2. Richard Pryor - Live on the Sunset Strip (1982)
A.k.a. "The One After Nearly Burning to Death After a Rum-Soaked, Freebasing-Related Likely Suicide Attempt." Yet from sticky odes to fucking ("Women") to "Prison" riffs ("Don't fuck with the double Muslims"), hellish near-death only deepened Pryor's singular rhythms. He famously asks his pipe permission to leave the room on "Freebase" and goes head-on into his accident ("You can really tell when you fucked up when the doctor goes, 'AAAAAHHHH!'"). And it's impossible not to tear up and crack up in equal measure as he relates his trip to Africa. He's the king of 'em all.
1. Bill Cosby - To Russell, My Brother, Whom I Slept With (1968)

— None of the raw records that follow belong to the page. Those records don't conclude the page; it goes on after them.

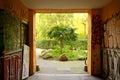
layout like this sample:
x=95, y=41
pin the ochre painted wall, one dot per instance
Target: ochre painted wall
x=32, y=41
x=110, y=9
x=111, y=41
x=94, y=43
x=16, y=8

Bill Cosby taught a country infatuated with sentimental myths of domestic tranquility that children and parents are natural adversaries — and that their absurd clashes help make family life worthwhile. Though Cosby's own loyalties are divided, he's most insightful when sympathizing with kids. His comic observations about his toddlers' misbehavior are funny, but the title monologue, a theatrical, nearly half-hour reminiscence of Bill and his younger brother playing and squabbling in bed, then fearfully struggling to present a united front when their father storms in to impose discipline, is stand-up comedy's masterpiece.